Will Keir Starmer’s mini-reshuffle of ministers and key aides solve the Prime Minister’s problems? The Prime Minister has moved Darren Jones from the Treasury to the Cabinet Office in a change widely interpreted as an attempt to sideline Rachel Reeves and boost the government’s ability to deliver on its reforms. Jones was Chief Secretary to the Treasury, but his new Chief Secretary role is designed to ‘drive forward progress in key policy areas’.
It is a response to Starmer’s growing frustration that the Whitehall machine isn’t moving fast enough to deliver his reforms. Over the summer there have been more briefings against the new Cabinet Secretary Chris Wormald for being insufficiently radical and proactive, and Downing Street spent the tail end of last week trying to hose down a row caused by the valedictory briefing that Starmer’s principal private secretary Nin Pandit was being moved from her role because she was ‘ineffective’. There are new faces in the communications and policy teams in Downing Street too.
The trouble with all this churn is that it suggests that the machine around Starmer is the problem, and that only if it worked better, he could be radical, decisive and urgent. The evidence does not bear this out.

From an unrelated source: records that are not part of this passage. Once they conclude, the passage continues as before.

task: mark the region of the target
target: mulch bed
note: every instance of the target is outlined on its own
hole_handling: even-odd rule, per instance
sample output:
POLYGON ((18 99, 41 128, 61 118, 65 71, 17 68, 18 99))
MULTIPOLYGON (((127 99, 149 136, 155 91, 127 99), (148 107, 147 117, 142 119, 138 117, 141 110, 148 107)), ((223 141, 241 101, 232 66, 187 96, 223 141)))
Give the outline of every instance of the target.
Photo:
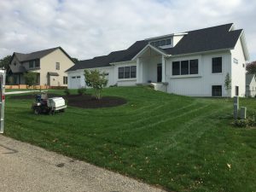
MULTIPOLYGON (((101 100, 96 99, 91 95, 69 95, 61 96, 56 94, 49 94, 48 97, 61 96, 67 100, 67 105, 82 108, 111 108, 125 104, 127 101, 124 98, 118 96, 103 96, 101 100)), ((21 95, 11 96, 12 99, 34 99, 34 95, 21 95)))

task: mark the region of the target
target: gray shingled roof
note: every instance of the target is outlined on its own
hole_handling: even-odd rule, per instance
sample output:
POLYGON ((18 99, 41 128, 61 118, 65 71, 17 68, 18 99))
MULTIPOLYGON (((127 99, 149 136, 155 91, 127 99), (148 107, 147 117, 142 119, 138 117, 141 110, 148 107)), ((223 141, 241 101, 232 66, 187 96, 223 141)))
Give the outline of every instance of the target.
MULTIPOLYGON (((191 54, 224 49, 233 49, 242 32, 242 30, 230 31, 232 23, 212 26, 204 29, 187 32, 186 35, 176 44, 175 47, 162 49, 167 55, 176 55, 191 54)), ((96 68, 109 67, 112 62, 131 61, 147 44, 146 40, 137 41, 125 50, 112 52, 108 55, 84 60, 67 69, 67 72, 84 68, 96 68), (115 56, 113 56, 114 55, 115 56)))
POLYGON ((36 59, 40 59, 48 54, 51 53, 52 51, 58 49, 60 47, 55 47, 49 49, 44 49, 44 50, 39 50, 29 54, 22 54, 22 53, 16 53, 15 52, 14 55, 16 55, 17 59, 19 61, 23 62, 26 61, 31 61, 31 60, 36 60, 36 59))
POLYGON ((230 31, 233 24, 188 32, 173 48, 165 49, 175 55, 217 49, 233 49, 242 30, 230 31))

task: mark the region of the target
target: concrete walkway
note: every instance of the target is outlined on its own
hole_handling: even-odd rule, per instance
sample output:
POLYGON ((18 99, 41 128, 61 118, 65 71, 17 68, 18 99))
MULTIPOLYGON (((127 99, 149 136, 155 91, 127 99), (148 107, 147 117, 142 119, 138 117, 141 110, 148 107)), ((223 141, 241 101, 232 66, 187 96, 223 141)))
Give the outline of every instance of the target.
POLYGON ((0 191, 163 191, 0 135, 0 191))
POLYGON ((19 90, 19 91, 11 91, 11 92, 5 92, 5 95, 15 95, 15 94, 22 94, 22 93, 31 93, 34 91, 39 91, 39 90, 19 90))

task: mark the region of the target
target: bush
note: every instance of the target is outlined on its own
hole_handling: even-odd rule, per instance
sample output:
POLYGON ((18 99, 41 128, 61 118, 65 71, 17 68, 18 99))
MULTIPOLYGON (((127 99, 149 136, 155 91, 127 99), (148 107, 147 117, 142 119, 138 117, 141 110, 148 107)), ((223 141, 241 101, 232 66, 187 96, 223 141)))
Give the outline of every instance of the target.
POLYGON ((86 91, 85 88, 78 89, 78 93, 79 96, 84 95, 85 91, 86 91))
POLYGON ((70 90, 67 89, 64 90, 64 93, 66 96, 69 96, 70 95, 70 90))

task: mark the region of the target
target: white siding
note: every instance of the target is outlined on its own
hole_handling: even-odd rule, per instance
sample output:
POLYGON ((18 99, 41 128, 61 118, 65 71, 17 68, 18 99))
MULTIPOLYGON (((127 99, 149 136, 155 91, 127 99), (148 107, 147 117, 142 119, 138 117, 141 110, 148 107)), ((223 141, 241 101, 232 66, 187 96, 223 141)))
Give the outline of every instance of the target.
MULTIPOLYGON (((113 81, 113 67, 101 67, 101 68, 91 68, 91 70, 99 70, 100 73, 108 73, 106 75, 106 79, 108 79, 107 86, 113 85, 115 82, 113 81)), ((90 69, 89 69, 90 70, 90 69)), ((79 89, 83 87, 86 87, 85 80, 84 80, 84 70, 77 70, 67 73, 67 87, 68 89, 79 89), (80 77, 78 79, 77 77, 80 77), (76 77, 76 78, 73 78, 76 77)))
POLYGON ((241 44, 241 39, 239 39, 235 46, 235 49, 231 50, 232 60, 232 96, 236 94, 236 86, 239 86, 239 96, 244 96, 246 93, 246 67, 245 67, 245 57, 243 55, 243 50, 241 44), (234 62, 234 58, 238 61, 238 63, 234 62), (243 66, 244 64, 244 66, 243 66))
POLYGON ((167 91, 178 95, 192 96, 212 96, 212 86, 222 85, 222 95, 226 96, 224 78, 230 73, 230 53, 229 51, 198 55, 193 56, 174 57, 166 60, 167 91), (212 73, 212 59, 222 57, 222 73, 212 73), (172 76, 172 61, 198 59, 198 75, 172 76))

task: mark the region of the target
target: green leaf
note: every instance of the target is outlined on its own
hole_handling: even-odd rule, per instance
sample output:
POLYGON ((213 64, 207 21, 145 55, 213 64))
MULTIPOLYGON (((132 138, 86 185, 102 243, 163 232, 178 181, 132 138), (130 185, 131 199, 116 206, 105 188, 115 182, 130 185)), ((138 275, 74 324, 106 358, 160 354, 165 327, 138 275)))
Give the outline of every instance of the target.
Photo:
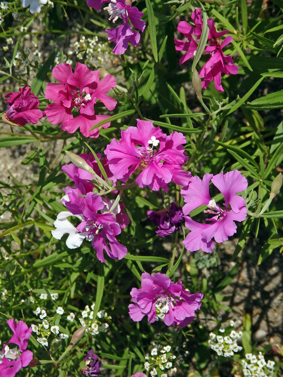
POLYGON ((146 5, 146 9, 148 11, 148 28, 149 30, 151 49, 152 51, 152 54, 154 60, 157 62, 158 61, 158 56, 157 55, 157 46, 156 43, 156 30, 155 27, 154 14, 152 9, 152 6, 149 0, 145 0, 145 3, 146 5))
POLYGON ((95 128, 97 128, 99 126, 102 126, 102 124, 105 124, 106 123, 108 123, 108 122, 112 122, 113 120, 121 119, 121 118, 123 118, 124 116, 128 116, 128 115, 131 115, 132 114, 134 114, 135 112, 135 110, 132 109, 130 110, 127 110, 126 111, 123 111, 122 113, 117 113, 117 114, 115 114, 115 115, 112 115, 111 116, 106 118, 106 119, 103 119, 103 120, 101 120, 100 122, 98 122, 98 123, 97 123, 96 124, 93 126, 91 128, 88 130, 88 132, 90 132, 91 131, 94 130, 95 128))
POLYGON ((254 217, 248 217, 245 220, 243 230, 239 237, 239 241, 238 241, 238 243, 235 248, 233 255, 232 255, 232 261, 234 261, 238 256, 245 246, 254 225, 254 217))
POLYGON ((40 69, 36 76, 32 80, 31 88, 31 91, 35 95, 37 95, 42 84, 45 82, 49 70, 50 66, 53 63, 55 58, 57 49, 55 49, 40 69))

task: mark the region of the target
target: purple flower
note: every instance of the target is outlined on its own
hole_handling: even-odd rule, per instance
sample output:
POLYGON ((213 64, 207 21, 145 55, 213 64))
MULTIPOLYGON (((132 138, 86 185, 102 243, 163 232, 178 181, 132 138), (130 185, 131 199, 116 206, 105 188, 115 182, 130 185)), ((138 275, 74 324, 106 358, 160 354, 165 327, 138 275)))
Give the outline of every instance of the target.
POLYGON ((197 176, 191 178, 188 185, 181 190, 186 203, 183 208, 184 214, 189 215, 199 206, 206 204, 208 209, 204 212, 212 216, 206 219, 209 223, 204 224, 185 216, 186 227, 191 230, 183 241, 187 250, 194 251, 201 249, 206 253, 211 253, 215 246, 212 238, 216 242, 223 242, 236 232, 237 227, 234 222, 243 221, 247 215, 245 199, 237 194, 247 187, 246 179, 237 170, 225 174, 222 172, 214 176, 207 173, 202 181, 197 176), (225 202, 222 208, 210 197, 211 181, 224 197, 225 202))
MULTIPOLYGON (((116 87, 112 75, 107 75, 101 81, 99 71, 91 71, 86 66, 77 63, 74 73, 69 64, 61 63, 53 69, 52 74, 59 83, 48 84, 45 98, 55 102, 48 105, 45 110, 48 120, 52 124, 62 123, 61 129, 73 133, 78 128, 87 137, 97 138, 99 129, 89 130, 95 124, 109 118, 110 115, 98 115, 94 106, 97 100, 102 102, 108 110, 112 110, 117 101, 106 92, 116 87), (75 109, 74 117, 72 109, 75 109)), ((102 127, 107 128, 110 122, 102 127)))
POLYGON ((98 356, 94 353, 93 349, 91 348, 88 352, 85 352, 83 358, 86 362, 85 369, 82 371, 82 374, 89 376, 90 377, 98 377, 98 373, 102 366, 102 363, 98 359, 98 356))
POLYGON ((148 216, 154 225, 158 226, 156 233, 161 237, 180 230, 185 222, 182 207, 178 207, 175 203, 170 204, 170 210, 165 209, 158 212, 148 211, 148 216))
POLYGON ((35 124, 39 119, 45 116, 44 111, 38 109, 40 103, 37 97, 31 92, 31 88, 25 85, 19 91, 7 93, 8 109, 3 114, 2 120, 5 123, 14 126, 25 126, 27 123, 35 124))
POLYGON ((143 32, 145 28, 145 22, 141 20, 143 13, 140 12, 135 6, 132 6, 132 0, 88 0, 88 6, 99 11, 103 4, 109 3, 108 6, 103 8, 109 13, 109 20, 112 20, 113 23, 119 18, 123 21, 122 25, 114 29, 107 29, 106 33, 109 35, 108 40, 114 42, 116 45, 113 50, 114 54, 122 55, 128 48, 129 42, 136 47, 140 42, 140 35, 137 31, 133 31, 129 23, 129 20, 135 29, 143 32))
POLYGON ((166 192, 172 181, 188 184, 191 173, 181 167, 188 158, 182 145, 186 143, 183 134, 174 131, 168 136, 153 122, 137 119, 137 127, 122 131, 120 141, 113 139, 105 151, 114 177, 125 182, 137 170, 140 173, 135 181, 140 187, 148 186, 155 191, 161 187, 166 192))
POLYGON ((0 375, 14 377, 22 367, 27 366, 32 359, 32 352, 26 349, 27 341, 31 336, 32 329, 23 321, 17 323, 13 318, 7 323, 13 334, 7 344, 3 345, 3 356, 0 357, 0 375), (10 349, 8 344, 11 343, 17 347, 10 349))
POLYGON ((184 327, 195 318, 195 311, 200 307, 203 297, 202 293, 189 294, 181 281, 174 284, 165 274, 158 272, 152 276, 144 273, 142 288, 131 291, 135 303, 129 305, 129 314, 135 322, 147 316, 151 323, 160 319, 168 326, 184 327))
MULTIPOLYGON (((176 49, 186 52, 180 59, 180 65, 195 55, 198 46, 197 42, 200 40, 202 31, 203 22, 201 10, 196 9, 192 12, 191 17, 195 27, 185 21, 181 21, 178 25, 178 31, 183 34, 188 41, 175 39, 176 49), (195 38, 193 35, 195 36, 195 38)), ((224 40, 220 39, 220 37, 228 32, 228 30, 217 32, 213 18, 209 18, 207 23, 209 32, 208 45, 205 48, 205 53, 209 54, 210 57, 199 72, 200 77, 203 79, 201 87, 206 89, 209 83, 214 80, 216 90, 224 92, 221 84, 221 74, 226 74, 228 76, 230 74, 236 75, 239 70, 238 67, 234 64, 232 56, 225 55, 222 51, 223 48, 231 43, 233 38, 230 36, 226 37, 224 40)))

Did the welfare reforms end up being neutered because Chris Wormald is the ultimate Whitehall insider? Or because there should have been more visionary ministers in the Cabinet Office? No: they failed because Starmer had a vague sense that the welfare system wasn’t working, but little idea of how to fix it, and then allowed the Treasury to announce a load of cuts to the benefits bill which were nothing to do with reform at all.
The Prime Minister then ignored the concerns of the parliamentary Labour party until it was too late and the government was forced into a humiliating climbdown in the middle of the debate on the legislation. Starmer at the time said he hadn’t engaged sufficiently with MPs’ worries because he was so busy with foreign affairs, but he had also adopted an attitude (not unusual among prime ministers of all stripes) that Labour MPs weren’t particularly worth listening to – until he realised he really had to listen to them. This kind of chopping and changing over major policies not only means discontented backbenchers will learn that they can push the government around and stop it from making the changes it wants to, but it also undermines the case for real reform. It is going to be much harder for the rest of this parliament and the next for ministers to do anything meaningful with the welfare system.
Similarly, it wasn’t the machine around him that made Starmer’s mouth utter the phrase ‘island of strangers’ in a speech. And neither was it the arrangement of ministers and aides that led to the Prime Minister spending weeks pondering in different interviews whether he should have said those words at all, thus undermining any sense that he has a clear idea of what he wants to do on immigration. You can have the best or the worst Whitehall machine in the history of governing, and it will make little difference if you as leader don’t have a clear sense of what you want to do. Starmer has been quiet over the summer: perhaps he has reflected on that too, realising that while institutional inertia may be a serious problem in British politics, the machine can’t move if its driver doesn’t know where he wants to go.